Con una botella de agua, repelente y los planos en la mochila, los arquitectos Juliana Mombelli y Martín Laniado Spilzinger navegan las aguas del río Napo, una de las vertientes del Amazonas, para llegar a Santa Clotilde, una pequeña localidad peruana. Allí, los alumnos de la escuela-hogar Lucille Gagné Pellerin (LuGaPe) aguardan la finalización de las obras.
«Santa Clotilde está al borde del río Napo. Se trata de una de las regiones más salvajes de la Amazonía. El río Amazonas es como la avenida principal por donde van todos los buques. Nosotros nos desviamos por el Napo», cuenta Mombelli, explicando que el único transporte disponible son las canoas. Ella fue la primera en pisar la selva y reconoce que tuvo que afrontar «todos los miedos y prejuicios» con los que venía de la ciudad.
Mombelli fue convocada para trabajar en la Amazonía tras haber concretado con éxito varios proyectos en barrios vulnerables de Argentina, como Ciudad Oculta (CABA) y Don Orione (provincia de Buenos Aires). En el proyecto de Ciudad Oculta, se enteró con la obra ya avanzada de la participación del Papa Francisco. «La gente piensa que la financiación venía de su fundación, pero la realidad es que él financiaba muchas obras de su propio bolsillo», relata.
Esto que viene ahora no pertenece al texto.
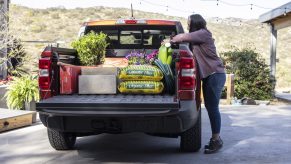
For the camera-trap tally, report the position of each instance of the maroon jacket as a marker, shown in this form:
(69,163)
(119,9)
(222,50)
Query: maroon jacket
(204,50)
Luego de esta experiencia, Francisco convocó nuevamente a Mombelli para dibujar los planos de un centro pastoral indígena en Caballococha, también en el Amazonas. «Este proyecto fue financiado cien por ciento por Francisco. Él se enteraba cada vez que yo viajaba… Siempre estuvo al tanto del proyecto», afirma la arquitecta, quien destaca la cercanía del Pontífice con las comunidades originarias.
Al concluir esas obras, Mombelli recibió la propuesta de trabajar en Santa Clotilde. Fue el obispo José Javier Travieso quien le pidió los planos iniciales, pero al realizarlos a la distancia, no fueron adecuados. «Lo que hice fue ver un video en Youtube que me dijo todo lo contrario a lo que tenía que hacer», recuerda. La invitación a conocer el lugar fue clave. Poco después, se sumó al equipo Laniado Spilzinger.
Los arquitectos recuerdan con humor que, debido a las duras condiciones climáticas, los lugareños apostaban cuánto tiempo tardarían en abandonar el proyecto. Una de las razones del chiste se basaba en una seguidilla de proyectos internacionales fallidos, como el de una constructora canadiense que envió aulas estandarizadas con aires acondicionados, inútiles en un lugar con muy pocas horas de electricidad.
El trabajo de Mombelli y Laniado Spilzinger se enfoca en diseñar con y para la comunidad, aprendiendo de sus sistemas constructivos y adaptándose al entorno, una lección que tomaron de experiencias previas y del propio deseo del Papa Francisco de cuidar la «casa común».